Internationalization in Tastics

Frontastic Catwalk inherently knows about internationalization. The locale of the consumer browsing the page is available, the configuration of the project (locales configured for the project and the default locale) as well as translatable data.

Making Tastic Data Translatable

Stability

If you want to mark a tastic field to be translatable you simply set the corresponding flag to true in your Tastic schema specification. For example:

{
    ...
    "schema": [
        {
            "name": "Stream Selection",
            "fields": [
                ...
                {
                    "label": "Show strike price",
                    "field": "showStrikePrice",
                    "type": "boolean",

                    "translatable": true
                }
            ]
        }
    ]
}

This will give the frontend manager the possibility to configure a setting showStrikePrice for each of the locales available in the project.

Note that there are some field types translatable by default. If you don't want fields of these types to be translatable you need to explicitely switch the setting off. The affected types are:

  • string
  • text
  • markdown

Defining Translatable Data

Once you receive translatable data in your tastic you will notice that the data format changes. Instead of retrieving a single instanc of the value type you receive a hashmap that uses locales as index and has a value type assigned to each of these keys. For example:

{
    data: {
        // ...
        showStrikePrice: {
            'en_GB': true,
            'de_DE': false,
            'de_CH': true,
        }
    }
}

For values such as boolean and others you now need to take care of determining the correct one for the current situation yourself (see later section on advanced internationalization handling). But for textual values Catwalk provides a shortcut.

Translating Textual Data

Stability

Given you defined a text field that is translatable as follows:

{
    ...
    "schema": [
        {
            "name": "Configuration",
            "fields": [
                ...
                {
                    "label": "Description",
                    "field": "description",
                    "type": "text"
                }
            ]
        }
    ]
}

You can simply render the description in the user's language using:

import Translatable from 'frontastic-catwalk/src/js/component/translatable'

class TranslationExampleTastic extends Component {
    render () {
        return (<Translatable value={this.props.data.description} />
    }
}

export default TranslationExampleTastic

The Translatable component will retrieve the users preferred locale and the locales configured for the project. It will deduce the best possible match from the given value and render it. In addition it will render a ´with the CSS classuntranslated` around it, if no exact match could be found. Feel free to style this in your development or staging environment so that you can easily spot missing translations.
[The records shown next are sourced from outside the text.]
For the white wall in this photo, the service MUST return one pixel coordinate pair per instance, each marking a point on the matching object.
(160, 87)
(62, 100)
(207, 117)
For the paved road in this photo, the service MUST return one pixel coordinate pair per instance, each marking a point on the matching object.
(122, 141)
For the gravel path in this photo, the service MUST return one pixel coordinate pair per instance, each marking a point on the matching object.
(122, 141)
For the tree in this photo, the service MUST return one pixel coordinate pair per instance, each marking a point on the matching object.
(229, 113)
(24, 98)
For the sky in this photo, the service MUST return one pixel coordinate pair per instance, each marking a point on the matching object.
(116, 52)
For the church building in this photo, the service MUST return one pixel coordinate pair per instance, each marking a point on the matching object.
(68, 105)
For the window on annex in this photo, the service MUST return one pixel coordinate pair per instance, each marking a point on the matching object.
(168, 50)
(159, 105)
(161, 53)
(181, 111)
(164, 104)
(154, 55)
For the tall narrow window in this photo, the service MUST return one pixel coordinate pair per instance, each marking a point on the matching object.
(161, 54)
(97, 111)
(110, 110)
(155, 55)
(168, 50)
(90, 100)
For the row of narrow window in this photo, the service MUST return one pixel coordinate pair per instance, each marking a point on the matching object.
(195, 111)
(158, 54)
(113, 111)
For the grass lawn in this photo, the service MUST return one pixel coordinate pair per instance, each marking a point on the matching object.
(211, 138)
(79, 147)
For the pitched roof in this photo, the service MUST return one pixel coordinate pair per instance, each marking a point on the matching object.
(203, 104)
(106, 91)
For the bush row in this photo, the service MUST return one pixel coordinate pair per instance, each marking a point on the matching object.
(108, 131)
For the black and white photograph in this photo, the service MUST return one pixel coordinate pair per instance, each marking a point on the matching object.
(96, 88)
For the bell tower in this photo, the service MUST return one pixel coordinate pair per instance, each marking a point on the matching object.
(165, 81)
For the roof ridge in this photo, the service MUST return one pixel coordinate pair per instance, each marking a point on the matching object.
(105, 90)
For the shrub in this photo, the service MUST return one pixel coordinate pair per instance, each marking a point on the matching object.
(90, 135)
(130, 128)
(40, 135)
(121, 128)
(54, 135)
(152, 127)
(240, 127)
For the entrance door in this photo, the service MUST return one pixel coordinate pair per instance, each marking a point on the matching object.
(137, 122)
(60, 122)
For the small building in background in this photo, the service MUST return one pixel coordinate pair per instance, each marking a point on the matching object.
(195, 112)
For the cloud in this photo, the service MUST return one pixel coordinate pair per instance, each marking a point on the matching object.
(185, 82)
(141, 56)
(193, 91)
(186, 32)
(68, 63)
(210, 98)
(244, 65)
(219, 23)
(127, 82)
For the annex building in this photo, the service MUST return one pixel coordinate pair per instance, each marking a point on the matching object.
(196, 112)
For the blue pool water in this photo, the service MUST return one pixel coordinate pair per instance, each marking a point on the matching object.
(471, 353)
Automatic translation of tastic fields

Stability

If you only have simple string fields that are translatable, you can try our new withTranslatedTasticData higher order component.

This will pass all string tastic fields that are translatable in as an already translated string. This means you don't need to use the <Translatable /> component anymore. Our <TranslationExampleTastic /> component from before would look like this:

import withTranslatedTasticData from "frontastic-catwalk/src/js/component/withTranslatedTasticData";

class TranslationExampleTastic extends Component {
    render() {
        return this.props.data.description;
    }
}

export default withTranslatedTasticData(TranslationExampleTastic);

Note that in the last line the export was changed, so that we do not export TranslationExampleTastic anymore, but a version of TranslationExampleTastic that was wrapped in withTranslatedTasticData.
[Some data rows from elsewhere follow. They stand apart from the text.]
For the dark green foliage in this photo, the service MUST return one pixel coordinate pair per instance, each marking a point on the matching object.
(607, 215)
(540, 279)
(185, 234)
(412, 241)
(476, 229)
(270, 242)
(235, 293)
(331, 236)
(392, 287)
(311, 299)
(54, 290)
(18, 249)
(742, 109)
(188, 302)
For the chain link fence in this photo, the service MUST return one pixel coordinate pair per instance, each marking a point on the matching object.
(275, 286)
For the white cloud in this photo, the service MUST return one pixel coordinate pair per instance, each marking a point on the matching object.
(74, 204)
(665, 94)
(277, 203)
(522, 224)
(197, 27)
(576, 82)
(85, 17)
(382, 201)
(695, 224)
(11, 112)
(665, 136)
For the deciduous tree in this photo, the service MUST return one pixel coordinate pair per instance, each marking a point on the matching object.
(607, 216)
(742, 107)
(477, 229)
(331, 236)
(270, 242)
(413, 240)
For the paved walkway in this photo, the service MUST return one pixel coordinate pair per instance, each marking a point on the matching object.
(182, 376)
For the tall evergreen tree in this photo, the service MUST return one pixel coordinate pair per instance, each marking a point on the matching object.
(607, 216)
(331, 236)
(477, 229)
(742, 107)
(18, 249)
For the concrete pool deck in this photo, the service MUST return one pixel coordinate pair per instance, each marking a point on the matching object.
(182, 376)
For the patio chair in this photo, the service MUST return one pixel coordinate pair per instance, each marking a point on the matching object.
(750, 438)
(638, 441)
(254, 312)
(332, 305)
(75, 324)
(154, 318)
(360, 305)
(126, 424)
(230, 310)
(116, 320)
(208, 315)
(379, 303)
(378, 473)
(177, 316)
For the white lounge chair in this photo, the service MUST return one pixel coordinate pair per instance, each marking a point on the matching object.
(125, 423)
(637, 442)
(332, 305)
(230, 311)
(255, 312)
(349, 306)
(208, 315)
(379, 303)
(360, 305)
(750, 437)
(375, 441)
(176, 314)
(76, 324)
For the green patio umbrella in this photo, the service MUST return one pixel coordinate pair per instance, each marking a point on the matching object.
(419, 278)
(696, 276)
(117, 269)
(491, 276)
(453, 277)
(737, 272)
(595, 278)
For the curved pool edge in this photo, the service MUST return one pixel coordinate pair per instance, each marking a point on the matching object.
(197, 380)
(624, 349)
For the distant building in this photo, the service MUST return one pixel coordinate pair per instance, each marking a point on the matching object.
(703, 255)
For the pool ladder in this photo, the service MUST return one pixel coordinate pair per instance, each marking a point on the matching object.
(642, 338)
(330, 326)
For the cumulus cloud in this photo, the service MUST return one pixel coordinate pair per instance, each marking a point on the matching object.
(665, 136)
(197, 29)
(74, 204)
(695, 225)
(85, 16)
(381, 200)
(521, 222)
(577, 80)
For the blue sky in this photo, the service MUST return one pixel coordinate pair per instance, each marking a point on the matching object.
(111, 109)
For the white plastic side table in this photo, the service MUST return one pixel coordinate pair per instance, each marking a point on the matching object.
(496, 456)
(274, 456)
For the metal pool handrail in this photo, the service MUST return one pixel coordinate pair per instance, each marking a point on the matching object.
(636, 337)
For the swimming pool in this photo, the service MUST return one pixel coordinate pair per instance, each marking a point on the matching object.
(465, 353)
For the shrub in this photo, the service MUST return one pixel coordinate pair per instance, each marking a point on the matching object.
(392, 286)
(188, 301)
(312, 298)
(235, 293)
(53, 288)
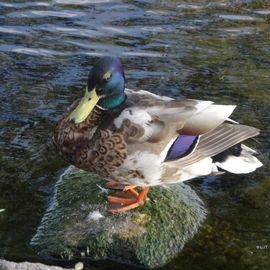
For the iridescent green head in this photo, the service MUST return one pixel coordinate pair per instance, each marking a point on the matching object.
(105, 88)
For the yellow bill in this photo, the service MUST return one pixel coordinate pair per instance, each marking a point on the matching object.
(85, 106)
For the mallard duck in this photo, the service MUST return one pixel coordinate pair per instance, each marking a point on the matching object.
(136, 139)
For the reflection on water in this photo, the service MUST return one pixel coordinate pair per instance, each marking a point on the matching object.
(218, 51)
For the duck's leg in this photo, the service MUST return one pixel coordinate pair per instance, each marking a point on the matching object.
(126, 200)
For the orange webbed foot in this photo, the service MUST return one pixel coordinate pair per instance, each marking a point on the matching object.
(127, 199)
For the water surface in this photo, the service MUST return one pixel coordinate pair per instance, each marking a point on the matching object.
(216, 50)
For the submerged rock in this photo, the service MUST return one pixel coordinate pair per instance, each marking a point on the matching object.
(77, 224)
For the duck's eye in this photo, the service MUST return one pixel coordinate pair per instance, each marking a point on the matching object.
(107, 76)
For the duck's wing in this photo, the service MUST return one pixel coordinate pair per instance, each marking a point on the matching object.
(215, 142)
(147, 116)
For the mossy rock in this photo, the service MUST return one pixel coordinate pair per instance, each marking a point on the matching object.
(78, 225)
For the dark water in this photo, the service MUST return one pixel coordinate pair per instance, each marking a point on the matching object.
(218, 50)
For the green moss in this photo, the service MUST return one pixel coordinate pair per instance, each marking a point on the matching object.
(150, 235)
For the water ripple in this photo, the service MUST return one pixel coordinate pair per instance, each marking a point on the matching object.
(46, 13)
(14, 30)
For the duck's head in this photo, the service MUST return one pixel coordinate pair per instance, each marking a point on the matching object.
(105, 88)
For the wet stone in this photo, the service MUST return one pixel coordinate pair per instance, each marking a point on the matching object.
(77, 224)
Working Manually with Internationlized Data

Stability

If you need to work with more advanced data structures, numbers or you have advanced requirements than our Translatable component provide you can handle internationalization by yourself. To do this you need to retrieve the involved locale from the redux store using a connector function:

export default connect(
    (globalState, props) => {
        return {
            currentLocale: globalState.app.context.locale,
            defaultLocale: globalState.app.context.project.defaultLanguage
        }
    }
)(AdvancedTranslationExample)

The currentLocale prop will contain the locale preferred by the currently watching user and defaultLocale can deal as a fallback for missing translations.